Search code examples
pythonmachine-learningdataset

finding the accuracy of the train and test model


here is the dataset i'm working. This dataset is the survey of VR application areas from 2019 to 2021, where N represents the "number of applications in each area" and % represents the "percentage of the total sample". I'm having problems while finding the accuracy of the train and test models.

At first libraries imported and read the csv file:

import pandas as pd

from sklearn.model_selection import train_test_split

from sklearn.linear_model import LinearRegression

df = pd.read_csv('VR_application.csv')

now split the data into train and test sets:

X_train, X_test, y_train, y_test = train_test_split(df[['year']], df[['N', '%']], test_size=0.2, random_state=42)
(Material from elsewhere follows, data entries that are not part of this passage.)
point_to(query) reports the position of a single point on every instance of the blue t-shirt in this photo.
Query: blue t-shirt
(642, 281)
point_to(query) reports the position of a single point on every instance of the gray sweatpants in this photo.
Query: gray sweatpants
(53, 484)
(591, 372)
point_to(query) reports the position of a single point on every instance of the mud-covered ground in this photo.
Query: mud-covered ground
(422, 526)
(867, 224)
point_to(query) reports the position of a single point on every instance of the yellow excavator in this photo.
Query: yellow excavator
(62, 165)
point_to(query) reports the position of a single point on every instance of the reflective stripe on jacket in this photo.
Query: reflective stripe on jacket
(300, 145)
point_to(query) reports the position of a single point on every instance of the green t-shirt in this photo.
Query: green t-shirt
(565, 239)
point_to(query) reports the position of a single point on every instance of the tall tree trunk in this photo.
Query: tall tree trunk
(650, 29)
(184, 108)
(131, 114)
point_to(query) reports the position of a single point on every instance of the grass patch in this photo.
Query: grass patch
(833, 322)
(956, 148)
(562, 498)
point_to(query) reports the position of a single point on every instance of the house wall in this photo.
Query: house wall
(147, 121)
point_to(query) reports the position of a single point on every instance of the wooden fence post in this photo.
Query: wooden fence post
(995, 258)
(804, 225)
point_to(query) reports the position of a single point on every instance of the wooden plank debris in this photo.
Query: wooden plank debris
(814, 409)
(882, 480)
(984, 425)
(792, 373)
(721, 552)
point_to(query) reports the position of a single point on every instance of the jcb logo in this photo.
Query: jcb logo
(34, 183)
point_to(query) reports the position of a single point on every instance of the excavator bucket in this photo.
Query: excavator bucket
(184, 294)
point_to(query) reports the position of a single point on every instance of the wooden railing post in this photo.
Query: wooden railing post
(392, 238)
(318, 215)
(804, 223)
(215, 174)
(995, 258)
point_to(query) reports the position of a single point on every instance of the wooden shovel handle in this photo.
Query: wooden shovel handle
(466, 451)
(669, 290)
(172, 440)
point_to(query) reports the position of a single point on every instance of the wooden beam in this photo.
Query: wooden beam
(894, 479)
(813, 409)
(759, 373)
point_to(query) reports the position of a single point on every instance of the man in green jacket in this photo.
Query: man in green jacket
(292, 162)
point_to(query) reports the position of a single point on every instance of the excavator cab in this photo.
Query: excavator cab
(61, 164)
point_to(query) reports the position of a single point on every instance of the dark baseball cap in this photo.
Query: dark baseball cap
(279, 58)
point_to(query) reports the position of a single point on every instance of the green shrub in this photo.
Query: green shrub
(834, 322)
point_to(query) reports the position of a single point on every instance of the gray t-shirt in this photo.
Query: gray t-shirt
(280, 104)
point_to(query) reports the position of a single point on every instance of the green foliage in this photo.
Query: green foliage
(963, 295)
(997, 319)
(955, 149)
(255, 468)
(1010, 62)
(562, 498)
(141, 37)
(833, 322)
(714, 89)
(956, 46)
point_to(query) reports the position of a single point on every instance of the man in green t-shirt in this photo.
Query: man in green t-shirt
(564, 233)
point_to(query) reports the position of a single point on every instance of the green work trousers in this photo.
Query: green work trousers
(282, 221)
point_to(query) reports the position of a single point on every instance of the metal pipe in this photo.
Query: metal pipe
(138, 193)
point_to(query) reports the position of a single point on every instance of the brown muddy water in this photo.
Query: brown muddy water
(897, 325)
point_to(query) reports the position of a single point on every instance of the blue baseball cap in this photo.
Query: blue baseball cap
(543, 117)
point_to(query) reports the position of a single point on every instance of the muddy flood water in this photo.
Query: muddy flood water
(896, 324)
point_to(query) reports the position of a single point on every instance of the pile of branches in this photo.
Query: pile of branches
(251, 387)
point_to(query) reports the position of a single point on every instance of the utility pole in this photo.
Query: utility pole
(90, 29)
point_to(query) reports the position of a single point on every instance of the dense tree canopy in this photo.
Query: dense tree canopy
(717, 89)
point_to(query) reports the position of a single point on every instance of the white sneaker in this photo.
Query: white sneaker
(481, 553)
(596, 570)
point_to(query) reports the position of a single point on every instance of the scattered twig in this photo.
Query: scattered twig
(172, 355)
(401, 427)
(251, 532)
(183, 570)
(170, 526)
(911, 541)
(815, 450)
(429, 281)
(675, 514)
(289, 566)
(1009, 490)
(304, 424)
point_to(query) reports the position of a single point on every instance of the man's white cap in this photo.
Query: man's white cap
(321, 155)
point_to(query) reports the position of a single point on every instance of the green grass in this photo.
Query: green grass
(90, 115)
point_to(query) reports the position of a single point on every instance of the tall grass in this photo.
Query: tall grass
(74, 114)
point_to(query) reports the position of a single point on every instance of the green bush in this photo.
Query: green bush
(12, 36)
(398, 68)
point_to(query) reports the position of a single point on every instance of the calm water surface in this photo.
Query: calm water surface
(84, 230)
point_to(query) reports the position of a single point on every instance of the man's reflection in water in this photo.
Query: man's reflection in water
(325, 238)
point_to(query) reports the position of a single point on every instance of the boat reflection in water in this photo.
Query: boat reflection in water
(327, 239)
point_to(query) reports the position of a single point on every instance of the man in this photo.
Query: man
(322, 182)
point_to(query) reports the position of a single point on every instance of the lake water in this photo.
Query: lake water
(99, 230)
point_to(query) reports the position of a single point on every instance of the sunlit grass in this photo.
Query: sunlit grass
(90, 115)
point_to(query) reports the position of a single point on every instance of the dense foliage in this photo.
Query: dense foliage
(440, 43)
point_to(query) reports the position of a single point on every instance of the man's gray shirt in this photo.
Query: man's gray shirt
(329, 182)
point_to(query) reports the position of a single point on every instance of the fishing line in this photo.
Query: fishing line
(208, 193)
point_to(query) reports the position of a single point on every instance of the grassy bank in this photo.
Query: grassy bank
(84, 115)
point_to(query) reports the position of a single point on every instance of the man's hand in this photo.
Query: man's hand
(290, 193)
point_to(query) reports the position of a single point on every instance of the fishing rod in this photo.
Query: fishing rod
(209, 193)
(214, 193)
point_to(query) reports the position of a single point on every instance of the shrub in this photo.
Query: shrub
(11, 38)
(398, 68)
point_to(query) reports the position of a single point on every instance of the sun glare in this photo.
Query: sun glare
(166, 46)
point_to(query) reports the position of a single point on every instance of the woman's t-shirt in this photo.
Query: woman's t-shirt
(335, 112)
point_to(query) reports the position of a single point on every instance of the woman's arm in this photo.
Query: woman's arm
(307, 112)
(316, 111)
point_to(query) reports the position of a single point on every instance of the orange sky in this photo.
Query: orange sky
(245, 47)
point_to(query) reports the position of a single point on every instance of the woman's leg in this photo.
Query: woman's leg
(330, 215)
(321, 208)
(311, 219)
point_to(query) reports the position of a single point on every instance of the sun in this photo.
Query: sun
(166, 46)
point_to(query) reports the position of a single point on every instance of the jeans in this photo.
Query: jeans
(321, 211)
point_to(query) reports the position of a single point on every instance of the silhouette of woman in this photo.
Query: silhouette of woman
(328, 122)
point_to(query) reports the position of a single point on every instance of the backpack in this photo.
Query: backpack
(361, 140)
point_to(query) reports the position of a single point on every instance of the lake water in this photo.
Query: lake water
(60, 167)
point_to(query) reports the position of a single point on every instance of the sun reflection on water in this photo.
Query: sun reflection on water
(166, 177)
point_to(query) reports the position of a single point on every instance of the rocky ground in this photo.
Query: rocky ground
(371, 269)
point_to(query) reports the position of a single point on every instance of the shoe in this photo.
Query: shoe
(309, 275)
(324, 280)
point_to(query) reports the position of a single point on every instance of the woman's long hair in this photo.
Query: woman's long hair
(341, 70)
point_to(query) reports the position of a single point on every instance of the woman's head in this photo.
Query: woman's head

Creating and training the linear regression model:

model = LinearRegression()

model.fit(X_train, y_train)

Predicting the values for training and testing sets

y_train_pred = model.predict(X_train)

y_test_pred = model.predict(X_test)

Calculating the accuracy (R-squared score) for train and test sets

train_accuracy = r2_score(y_train, y_train_pred)

test_accuracy = r2_score(y_test, y_test_pred)

checking the accuracy on train and test sets:

print(f"Train Accuracy: {train_accuracy}")

print(f"Test Accuracy: {test_accuracy}")

After doing this I get the accuracy:

Train Accuracy: 0.004421041085529986

Test Accuracy: -0.09666987166765573

Can you check my code and identify the problem I'm missing?


Solution

    • Firstly, R2_score is the metric used to assess how well the regression model fits the observed data. In other words, The R2 score ranges from 0 to 1, where a higher value indicates a better fit of the model to the data. A score of 1 means the model perfectly explains the variability in the dependent variable, while a score of 0 means the model does not explain any of the variability. So accuracy and r2_score is completely different.
    • Secondly, I can see that, you have used "train_test_split" in a wrong way. Use this: X_train, X_test, y_train, y_test = train_test_split(df['N', '%'], df['year'], test_size=0.2, random_state=42)